Primeiro rei da dinastia de Bragança, D. João IV, deve o seu cognome «O Restaurador» ao facto de ter aceite o trono de Portugal após a restauração da independência, conseguida com a revolução de 1640. Nasceu em Vila Viçosa, a 19 de Março de 1604. Foi o 8.º duque de Bragança, mas também foi 5.º duque de Guimarães e 3.º de Barcelos. Recebeu uma educação esmerada em vários domínios da cultura, desde a teologia à música. Casou em 1633 com D. Luísa de Gusmão de quem teve vários filhos.

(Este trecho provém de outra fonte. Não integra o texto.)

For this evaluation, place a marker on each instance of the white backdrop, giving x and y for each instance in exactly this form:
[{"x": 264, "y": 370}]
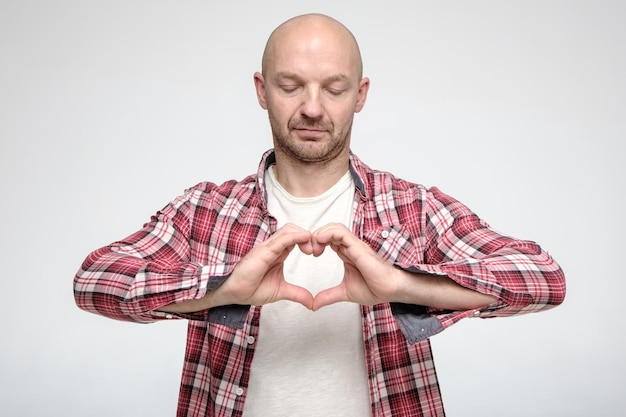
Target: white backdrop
[{"x": 109, "y": 109}]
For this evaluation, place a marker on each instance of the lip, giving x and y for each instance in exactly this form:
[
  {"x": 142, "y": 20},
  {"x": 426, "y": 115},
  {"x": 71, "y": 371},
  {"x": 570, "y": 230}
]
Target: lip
[{"x": 310, "y": 133}]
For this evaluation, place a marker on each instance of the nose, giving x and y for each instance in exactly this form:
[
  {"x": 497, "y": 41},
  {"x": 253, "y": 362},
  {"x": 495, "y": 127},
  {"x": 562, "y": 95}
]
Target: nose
[{"x": 311, "y": 105}]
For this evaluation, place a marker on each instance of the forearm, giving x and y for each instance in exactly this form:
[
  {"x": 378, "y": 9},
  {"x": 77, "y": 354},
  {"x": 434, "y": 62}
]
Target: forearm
[{"x": 437, "y": 292}]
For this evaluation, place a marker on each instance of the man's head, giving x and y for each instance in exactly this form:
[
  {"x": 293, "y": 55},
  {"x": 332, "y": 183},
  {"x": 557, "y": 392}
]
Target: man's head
[{"x": 311, "y": 84}]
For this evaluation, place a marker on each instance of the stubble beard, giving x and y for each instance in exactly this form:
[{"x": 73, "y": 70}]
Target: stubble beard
[{"x": 312, "y": 151}]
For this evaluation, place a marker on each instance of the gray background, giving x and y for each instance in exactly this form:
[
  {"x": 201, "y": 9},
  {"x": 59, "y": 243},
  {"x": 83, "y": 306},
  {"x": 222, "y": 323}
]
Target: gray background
[{"x": 109, "y": 109}]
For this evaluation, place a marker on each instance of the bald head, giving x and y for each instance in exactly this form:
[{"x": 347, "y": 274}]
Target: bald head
[{"x": 311, "y": 33}]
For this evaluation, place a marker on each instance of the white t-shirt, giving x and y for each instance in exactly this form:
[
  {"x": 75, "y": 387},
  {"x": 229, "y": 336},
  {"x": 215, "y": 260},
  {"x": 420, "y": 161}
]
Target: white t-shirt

Entre eles contam-se D. Teodósio, o primogénito, destinado a rei mas que morreu prematuramente, e D. Afonso VI, filho segundo, deficiente físico e doente mental, que viria a herdar o trono, após a regência da mãe.

D. João IV ficou conhecido na história como um homem prudente, generoso na forma como colocou ao serviço da pátria a fortuna dos Braganças, hábil nas negociações diplomáticas com os outros países, pretendendo atraí-los à causa da independência, e muito firme no modo como conduziu a política militar do reino, a braços com a Guerra da Restauração, que havia de durar 28 anos. Portugal vivia uma época difícil; era necessário adoptar medidas de segurança e de defesa para o país. Para isso, D. João IV, logo em Janeiro de 1641, reuniu Cortes em Lisboa, onde foi votada a décima militar (10% dos haveres individuais), um imposto bastante pesado e que foi aumentado logo no ano seguinte. Apesar disso, não consta que tenha havido protestos, o que mostra a vontade que os portugueses tinham de assegurar a independência do país. D. João IV reinou durante dezasseis anos (1640-1656), e o seu governo foi marcado por abundante legislação, e pela criação e renovação de estruturas administrativas necessárias ao país: o Tribunal da Junta dos Três Estados, o Tribunal do Conselho Ultramarino, a Companhia da Junta de Comércio, a regulamentação da Secretaria de Estado. Foi no seu reinado e por vontade sua que Nossa Senhora da Conceição de Vila Viçosa foi declarada padroeira de Portugal.